Here we describe an open online resource, the Allen Human Brain Atlas, which puts comprehensive, standardized data from multiple entire human brains into the hands of the global research community, along with tools for mining and making sense of that data. This resource opens new avenues for advancing research programs across disciplines that share an interest in the human brain—from neuroscience research programs based on functional MRI (fMRI) or neuropharmacology, for example, to comparative evolutionary studies and human genetics. The Allen Human Brain Atlas is a multimodal atlas of gene expression and anatomy comprising a comprehensive “all genes, all structures” array-based dataset of gene expression and complementary in situ hybridization (ISH) studies targeting selected genes in specific brain regions. All data is publicly available online along with a suite of integrated data visualization and mining tools that enable scientists to uncover connections between structure, function, and the brain’s underlying biochemistry.

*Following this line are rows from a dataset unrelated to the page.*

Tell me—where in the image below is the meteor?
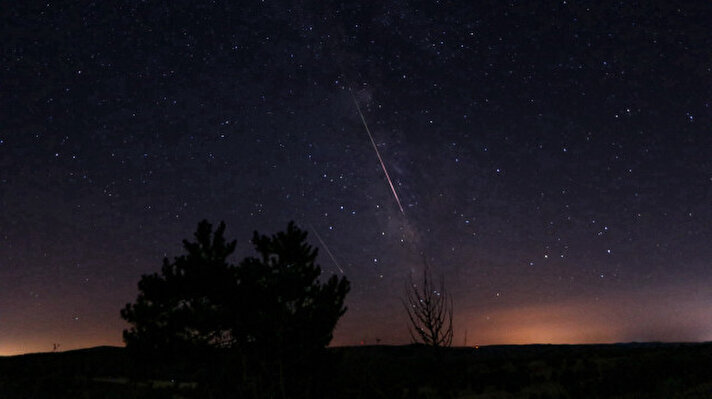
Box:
[351,92,405,216]
[309,225,344,274]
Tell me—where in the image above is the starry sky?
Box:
[0,0,712,355]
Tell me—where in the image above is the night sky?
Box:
[0,0,712,355]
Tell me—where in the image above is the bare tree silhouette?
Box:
[402,261,453,347]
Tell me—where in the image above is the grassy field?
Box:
[0,343,712,399]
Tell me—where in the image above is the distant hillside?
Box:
[0,343,712,399]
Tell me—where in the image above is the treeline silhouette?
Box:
[121,221,349,398]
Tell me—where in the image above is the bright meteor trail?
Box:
[351,93,405,216]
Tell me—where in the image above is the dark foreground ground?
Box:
[0,343,712,399]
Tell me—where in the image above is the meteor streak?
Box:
[351,92,405,216]
[309,225,344,274]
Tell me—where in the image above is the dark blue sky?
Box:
[0,1,712,354]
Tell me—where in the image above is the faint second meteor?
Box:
[309,225,344,274]
[351,92,405,216]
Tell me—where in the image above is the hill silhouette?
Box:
[0,343,712,399]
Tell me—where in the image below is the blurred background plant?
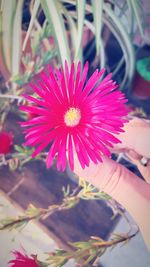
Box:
[0,0,150,266]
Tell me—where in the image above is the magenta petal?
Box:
[68,134,74,171]
[20,61,128,171]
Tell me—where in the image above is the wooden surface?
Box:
[0,114,116,250]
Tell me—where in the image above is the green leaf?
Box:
[75,0,85,59]
[22,0,40,51]
[103,3,135,87]
[128,0,144,39]
[41,0,71,66]
[0,0,17,72]
[92,0,103,55]
[11,0,24,75]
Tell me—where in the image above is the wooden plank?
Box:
[0,114,117,247]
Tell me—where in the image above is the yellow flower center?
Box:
[64,107,81,127]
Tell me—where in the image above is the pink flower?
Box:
[21,62,127,171]
[9,251,39,267]
[0,131,13,154]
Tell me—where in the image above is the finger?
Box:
[127,151,150,184]
[114,118,150,158]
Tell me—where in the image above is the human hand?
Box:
[75,118,150,250]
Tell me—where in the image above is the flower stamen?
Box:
[64,107,81,127]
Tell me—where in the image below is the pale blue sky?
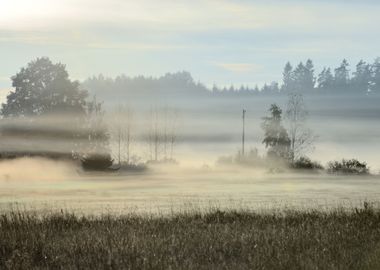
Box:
[0,0,380,97]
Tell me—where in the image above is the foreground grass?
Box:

In developing the earlier Allen Mouse Brain Atlas, a genome-wide, high-resolution atlas of gene expression throughout the adult mouse brain, the Allen Institute for Brain Science created the infrastructure to handle high-throughput ISH, microscopy, and data processing. This expertise enabled the Allen Institute to tackle high-throughput processing of human tissue and to systematically create an atlas of spatially mapped gene expression in the human brain. In addition to decisions concerning level of resolution and project scope, a major challenge was to define processes for systematic dismantling and sequential partitioning of the brain to enable gathering multiple types of data from a single brain and allow reassembly of this data into a unified 3-D framework. From initial tissue procurement and processing at the front end to data integration at the other end, a number of new methods were developed to deal specifically with human tissue in this high-throughput setting. After tissue procurement—which involves obtaining consent, tissue dissection, MRI, and diffusion tensor (DTI) imaging, slabbing, and freezing of the tissue all within a very short window of time—rigorous steps are taken for sample inclusion, such as assessment of tissue/RNA quality, gross and microneuropathology, toxicology, and medical history research. New workflows allowed for sampling of specific anatomic regions for microarray analysis and mapping those locations back into the 3-D brain space determined by the MRI. Detailed descriptions of scientific and informatics methods are available in the white-papers under the Documentation tab of the online atlas.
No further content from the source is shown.